2024 Open Enrollment Report
This is the time of year we receive updates on open enrollment numbers for the individual market. To our knowledge, New York is the only state marketplace that remains open. According to an article in the New York Times on January 26th, Record Numbers Sign Up for Health Insurance via Affordable Care Act, (link here) 21.3 million people enrolled in individual plans during the open enrollment season. This is an important milestone since it marks ten years of Affordable Care Act plans being offered to individuals.
There are several points the article makes but I’d like to first emphasize a point the article neglects to make. Early on the article describes a woman choosing a plan in Wisconsin with a navigator who helped her sort through “roughly 110 plans.” I then researched how many insurers offered products on the Wisconsin exchange to find that fourteen do. That is more than California at eleven and on par with Texas and Florida, states which also have much larger populations than Wisconsin.
Having to choose among 110 plans is madness. We believe that Marketplace Executives and their Boards of Directors, State Insurance Departments, and the federal government should reverse course and find a way to limit the number of coverage options. The endless addition of complexity and cost makes no public policy sense and doesn’t add value.
We see the same problem with Medicare with too many supplement options and often too many supplement carriers, and Medicare Advantage and Medicare drug plan products. And to help people sort through their 25 or 30 Advantage Plan or drug plan choices, a star rating system has been added to create yet another layer of bureaucracy. We’d like to applaud the state of Massachusetts which historically offered two Medicare supplement options and that’s enough.
Nevertheless, since we have to work in the real world, let me summarize the article’s contents.
1) Some of the bulge in enrollment is due to the requirement that states renew Medicaid eligibility which was suspended during the official public health pandemic emergency.

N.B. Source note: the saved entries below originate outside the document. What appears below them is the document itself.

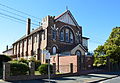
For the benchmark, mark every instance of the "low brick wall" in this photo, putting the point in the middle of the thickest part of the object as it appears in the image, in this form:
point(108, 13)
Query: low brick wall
point(63, 63)
point(35, 77)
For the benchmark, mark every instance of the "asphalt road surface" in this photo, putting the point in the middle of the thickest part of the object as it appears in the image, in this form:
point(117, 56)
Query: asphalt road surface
point(72, 79)
point(113, 80)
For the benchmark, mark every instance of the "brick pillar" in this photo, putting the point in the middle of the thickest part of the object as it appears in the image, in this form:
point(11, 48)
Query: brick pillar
point(6, 71)
point(32, 68)
point(57, 62)
point(54, 68)
point(71, 67)
point(108, 63)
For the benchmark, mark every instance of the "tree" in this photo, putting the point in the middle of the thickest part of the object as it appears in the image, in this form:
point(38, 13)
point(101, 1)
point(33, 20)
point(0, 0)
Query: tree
point(111, 47)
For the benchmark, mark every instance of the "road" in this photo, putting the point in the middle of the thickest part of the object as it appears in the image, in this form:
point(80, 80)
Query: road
point(113, 80)
point(72, 79)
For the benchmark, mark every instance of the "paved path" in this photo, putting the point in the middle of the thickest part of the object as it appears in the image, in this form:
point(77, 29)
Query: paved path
point(72, 79)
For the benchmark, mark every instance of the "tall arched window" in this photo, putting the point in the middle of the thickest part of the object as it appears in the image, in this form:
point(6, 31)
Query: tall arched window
point(54, 50)
point(54, 33)
point(66, 35)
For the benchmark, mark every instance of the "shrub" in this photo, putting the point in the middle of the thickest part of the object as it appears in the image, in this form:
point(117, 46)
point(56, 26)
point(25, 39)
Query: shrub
point(24, 61)
point(18, 68)
point(43, 69)
point(37, 64)
point(4, 58)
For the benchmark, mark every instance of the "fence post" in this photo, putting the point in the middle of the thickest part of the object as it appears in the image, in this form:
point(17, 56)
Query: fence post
point(71, 67)
point(54, 68)
point(108, 63)
point(6, 71)
point(32, 68)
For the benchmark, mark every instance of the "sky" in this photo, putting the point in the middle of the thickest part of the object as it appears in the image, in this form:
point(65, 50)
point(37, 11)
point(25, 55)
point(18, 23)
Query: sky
point(97, 17)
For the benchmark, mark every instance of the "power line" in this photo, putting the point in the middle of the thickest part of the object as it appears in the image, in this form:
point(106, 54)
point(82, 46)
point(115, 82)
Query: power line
point(20, 11)
point(11, 19)
point(16, 18)
point(16, 14)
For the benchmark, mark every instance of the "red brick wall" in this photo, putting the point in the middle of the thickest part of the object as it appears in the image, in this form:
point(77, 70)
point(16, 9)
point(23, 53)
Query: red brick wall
point(64, 63)
point(89, 60)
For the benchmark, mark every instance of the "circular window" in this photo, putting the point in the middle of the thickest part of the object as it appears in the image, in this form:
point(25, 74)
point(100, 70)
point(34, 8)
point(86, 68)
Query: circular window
point(78, 53)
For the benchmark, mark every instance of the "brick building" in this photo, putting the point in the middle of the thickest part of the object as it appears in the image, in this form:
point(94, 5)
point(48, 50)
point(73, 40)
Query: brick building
point(57, 34)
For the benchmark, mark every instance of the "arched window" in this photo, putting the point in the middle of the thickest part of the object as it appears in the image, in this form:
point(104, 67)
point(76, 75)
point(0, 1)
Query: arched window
point(71, 37)
point(66, 36)
point(54, 33)
point(78, 53)
point(54, 50)
point(62, 35)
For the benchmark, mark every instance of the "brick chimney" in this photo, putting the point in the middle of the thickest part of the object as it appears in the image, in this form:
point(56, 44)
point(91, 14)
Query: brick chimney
point(7, 47)
point(28, 26)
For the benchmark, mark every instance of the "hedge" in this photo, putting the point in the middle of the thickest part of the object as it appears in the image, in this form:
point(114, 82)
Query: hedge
point(18, 68)
point(43, 69)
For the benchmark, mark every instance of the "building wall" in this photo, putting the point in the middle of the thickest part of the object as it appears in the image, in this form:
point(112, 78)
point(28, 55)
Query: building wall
point(60, 45)
point(63, 63)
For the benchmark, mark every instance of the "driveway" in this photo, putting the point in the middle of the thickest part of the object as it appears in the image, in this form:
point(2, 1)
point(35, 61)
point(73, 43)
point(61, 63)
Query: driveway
point(73, 79)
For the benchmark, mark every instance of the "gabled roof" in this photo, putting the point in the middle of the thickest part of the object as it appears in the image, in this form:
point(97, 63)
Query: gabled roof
point(68, 13)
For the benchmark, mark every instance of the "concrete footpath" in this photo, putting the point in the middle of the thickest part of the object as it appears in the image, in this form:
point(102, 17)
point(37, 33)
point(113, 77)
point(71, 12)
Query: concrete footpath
point(89, 78)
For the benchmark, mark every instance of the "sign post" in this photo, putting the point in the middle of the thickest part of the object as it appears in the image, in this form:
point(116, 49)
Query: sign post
point(48, 58)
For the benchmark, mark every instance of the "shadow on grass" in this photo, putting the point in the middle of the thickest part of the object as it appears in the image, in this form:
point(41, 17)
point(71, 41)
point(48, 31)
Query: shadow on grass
point(110, 73)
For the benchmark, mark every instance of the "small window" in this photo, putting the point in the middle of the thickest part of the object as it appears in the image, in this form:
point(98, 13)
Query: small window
point(54, 34)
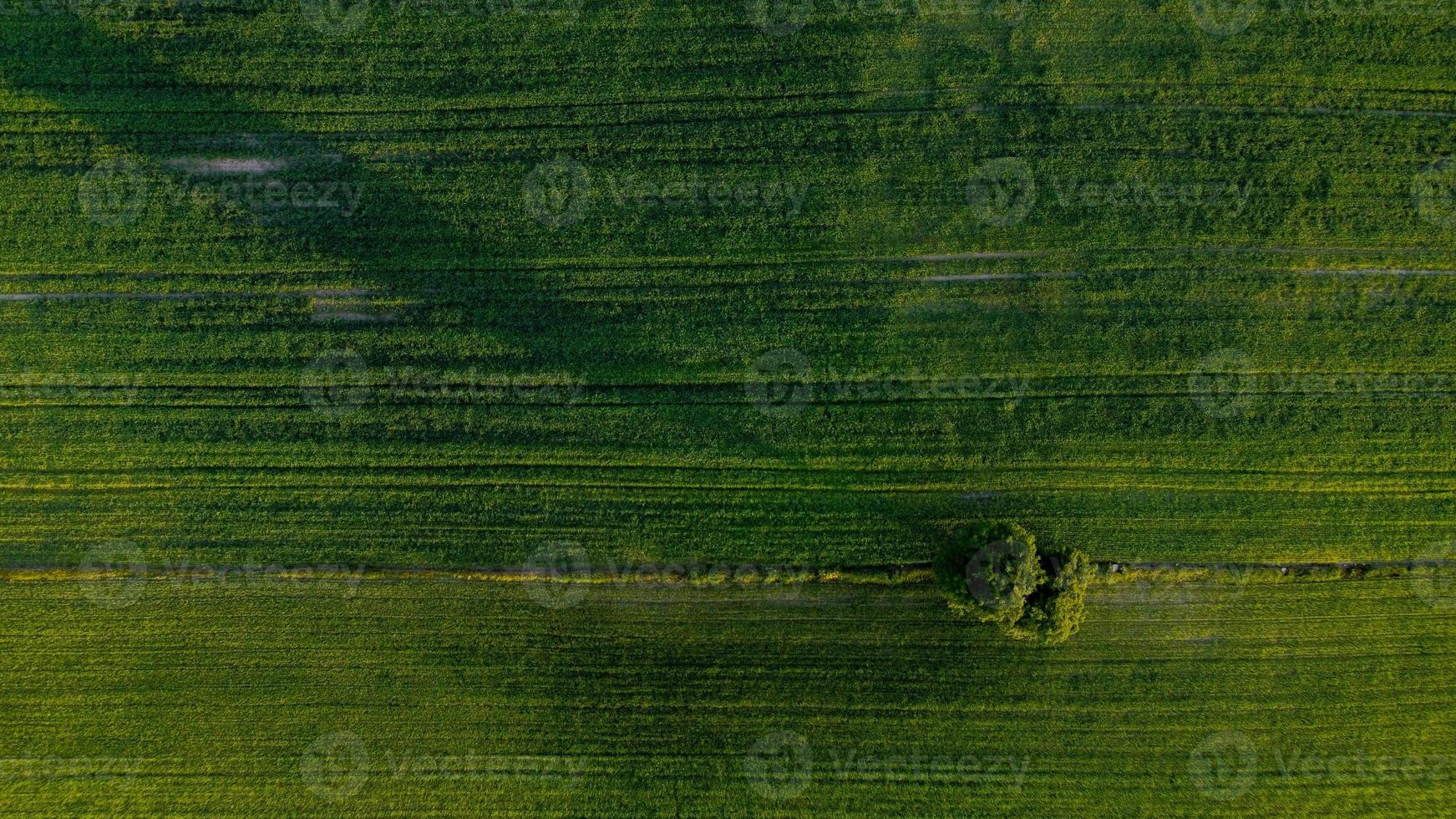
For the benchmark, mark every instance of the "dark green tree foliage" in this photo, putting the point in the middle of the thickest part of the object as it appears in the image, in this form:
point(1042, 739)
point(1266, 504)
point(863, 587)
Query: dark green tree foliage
point(997, 574)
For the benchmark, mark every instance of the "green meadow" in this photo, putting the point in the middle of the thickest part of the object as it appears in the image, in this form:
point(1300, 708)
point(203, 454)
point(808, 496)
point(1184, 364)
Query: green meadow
point(270, 695)
point(329, 325)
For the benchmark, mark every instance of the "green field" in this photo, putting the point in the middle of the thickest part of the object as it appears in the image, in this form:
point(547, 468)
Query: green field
point(577, 242)
point(270, 697)
point(366, 308)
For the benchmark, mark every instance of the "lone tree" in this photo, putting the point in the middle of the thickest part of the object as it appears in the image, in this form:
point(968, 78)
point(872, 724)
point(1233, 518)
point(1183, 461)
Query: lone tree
point(997, 574)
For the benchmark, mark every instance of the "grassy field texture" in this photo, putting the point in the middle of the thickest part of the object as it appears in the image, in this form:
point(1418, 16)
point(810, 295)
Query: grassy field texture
point(436, 287)
point(424, 695)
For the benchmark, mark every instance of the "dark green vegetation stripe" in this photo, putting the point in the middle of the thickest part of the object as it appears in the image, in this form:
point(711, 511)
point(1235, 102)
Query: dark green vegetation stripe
point(268, 695)
point(444, 287)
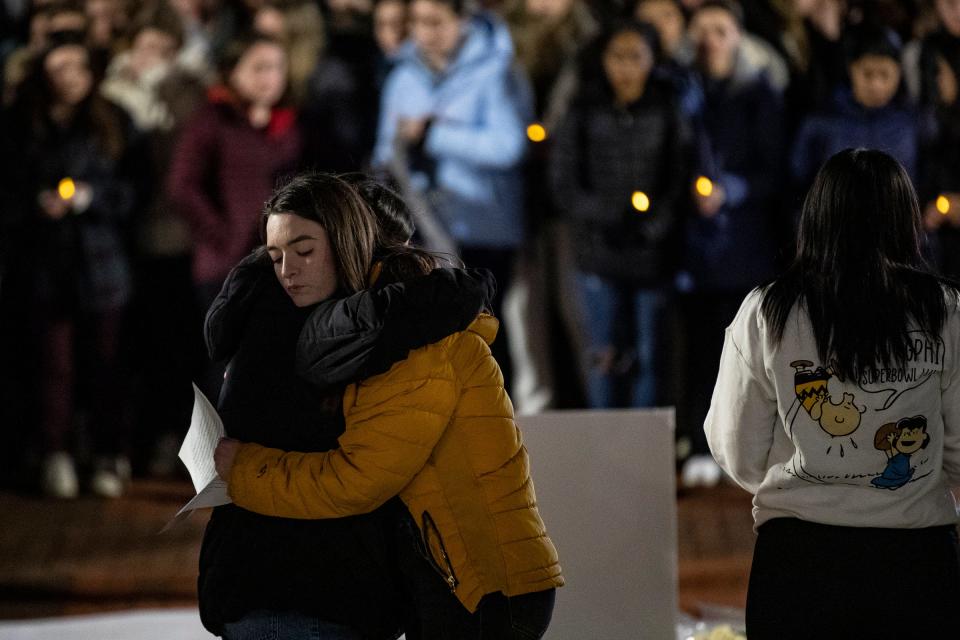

As a result, many have lost their Medicaid eligibility and turned to the Marketplace.
2) Enrollment is tremendously helped by funding navigators which was done under the Obama administration, cut by the Trump administration, and then funded more generously again under the Biden administration.
3) The Affordable Care Act expanded subsidies under the current administration have helped low-income people in states that have chosen to not expand Medicaid like Texas, Georgia, and Florida.
We at Healthcare Navigation have little influence on healthcare policy but wish we did! Thanks for reading.